🚀 Pipeline for Asynchronous Task Scheduling

Pipeline for Asynchronous Task Scheduling in Python via Flask-RESTPlus (API) + Redis + Celery + MongoDB

📖 Table of contents

Simple Pipeline for Asynchronous Task Scheduling

💡 TL;DR: What is this at all?

Together with advancements in computing capacity and increasing trends in working on large-scale datasets, in some projects, we might need to execute time-consuming and/or heavy functions upon the plenty of requests coming from the client side.

So, we shall run them in the background while still getting new requests from the client and finally, we should get back the result later once the process is done.

Hence, here, asynchronous (async) task scheduling via microservices provides a good offer to handle our issue!

🧪 What are async tasks and microservices?

Microservices

During designing a software pipeline, Microservices Architecture, where the applications, modules/functions work independently, has shown up for the last decade.

Image source: https://dev.to/alex_barashkov/microservices-vs-monolith-architecture-4l1m.

In a microservices architecture, in contrast to monolithic architecture, the functional parts of your whole work are split into smaller units.

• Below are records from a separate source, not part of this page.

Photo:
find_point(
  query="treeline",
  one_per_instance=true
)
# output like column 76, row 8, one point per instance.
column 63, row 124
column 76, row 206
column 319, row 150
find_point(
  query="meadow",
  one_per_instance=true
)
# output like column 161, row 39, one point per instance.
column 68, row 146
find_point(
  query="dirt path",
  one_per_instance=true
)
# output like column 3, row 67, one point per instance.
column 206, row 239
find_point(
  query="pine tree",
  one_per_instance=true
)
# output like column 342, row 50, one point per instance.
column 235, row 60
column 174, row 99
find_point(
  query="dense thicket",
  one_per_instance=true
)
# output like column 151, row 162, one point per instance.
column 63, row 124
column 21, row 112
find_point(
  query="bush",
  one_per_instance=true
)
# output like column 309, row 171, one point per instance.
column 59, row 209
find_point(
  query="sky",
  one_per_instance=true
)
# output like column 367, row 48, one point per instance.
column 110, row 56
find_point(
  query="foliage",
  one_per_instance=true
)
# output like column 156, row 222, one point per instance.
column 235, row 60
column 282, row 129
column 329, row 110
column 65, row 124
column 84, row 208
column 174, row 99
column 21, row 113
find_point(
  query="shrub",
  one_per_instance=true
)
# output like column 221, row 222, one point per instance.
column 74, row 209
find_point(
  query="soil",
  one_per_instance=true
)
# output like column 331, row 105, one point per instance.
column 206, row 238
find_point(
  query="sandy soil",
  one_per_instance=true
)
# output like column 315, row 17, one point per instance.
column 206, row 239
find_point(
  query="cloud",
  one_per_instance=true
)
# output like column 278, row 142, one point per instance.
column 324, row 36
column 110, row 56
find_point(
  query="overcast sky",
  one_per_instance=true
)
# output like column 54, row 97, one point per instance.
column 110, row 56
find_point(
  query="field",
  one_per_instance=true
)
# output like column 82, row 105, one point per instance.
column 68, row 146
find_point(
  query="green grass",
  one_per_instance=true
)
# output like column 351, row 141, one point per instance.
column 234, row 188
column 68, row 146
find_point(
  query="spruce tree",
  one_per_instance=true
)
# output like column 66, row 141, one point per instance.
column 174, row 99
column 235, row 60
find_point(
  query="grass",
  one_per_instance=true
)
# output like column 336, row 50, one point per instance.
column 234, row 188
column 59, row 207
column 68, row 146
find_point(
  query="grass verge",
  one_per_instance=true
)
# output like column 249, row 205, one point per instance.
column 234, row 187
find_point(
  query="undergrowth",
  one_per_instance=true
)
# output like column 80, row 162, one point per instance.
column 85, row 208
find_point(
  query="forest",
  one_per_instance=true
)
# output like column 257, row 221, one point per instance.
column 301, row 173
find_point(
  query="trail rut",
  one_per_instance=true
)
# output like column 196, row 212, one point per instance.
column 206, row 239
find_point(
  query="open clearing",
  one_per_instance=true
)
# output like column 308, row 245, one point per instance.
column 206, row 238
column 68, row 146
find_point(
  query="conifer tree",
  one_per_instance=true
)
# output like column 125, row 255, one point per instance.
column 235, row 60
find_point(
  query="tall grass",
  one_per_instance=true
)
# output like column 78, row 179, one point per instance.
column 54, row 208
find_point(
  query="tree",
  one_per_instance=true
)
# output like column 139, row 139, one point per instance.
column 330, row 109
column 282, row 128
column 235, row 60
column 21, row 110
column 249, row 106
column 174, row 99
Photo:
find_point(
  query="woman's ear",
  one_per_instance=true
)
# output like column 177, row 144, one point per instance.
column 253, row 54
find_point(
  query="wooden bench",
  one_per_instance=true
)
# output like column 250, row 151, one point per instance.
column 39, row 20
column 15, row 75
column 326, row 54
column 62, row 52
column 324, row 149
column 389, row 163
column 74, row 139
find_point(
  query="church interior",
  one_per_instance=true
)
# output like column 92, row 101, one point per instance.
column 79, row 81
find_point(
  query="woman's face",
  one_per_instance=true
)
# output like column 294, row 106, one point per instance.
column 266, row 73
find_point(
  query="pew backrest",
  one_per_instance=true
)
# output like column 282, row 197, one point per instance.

Those smaller units are dedicated to working on specific tasks and they do their job well!

While working they do not know what the others perform however they have a common port/way of communication where they are able to talk to each other.

For more about the microservices, you might check this blog post: https://medium.com/sciant/microservices-for-dummies-e55e428a5eef.

Here is one real-world examples of microservice architecture:

In this F1 pit spot, the fastest one which only takes few seconds, every single person works in a single task and does the best for that task!

Asynchronous (async) Programming

Let's get started with the synchronous one. In this case, the tasks, or the jobs are performed once at a time. So, to be able to work on the 2nd (following) task, first of all, the 1st (previous) task has to be completed. So, you have to wait for a task to complete to go for the next one.

By contrast, in async programming, the pipeline can go with any process without waiting for the completion of the previous task if they are independent of each other. Hence, you might catch several requests at a time simultaneously.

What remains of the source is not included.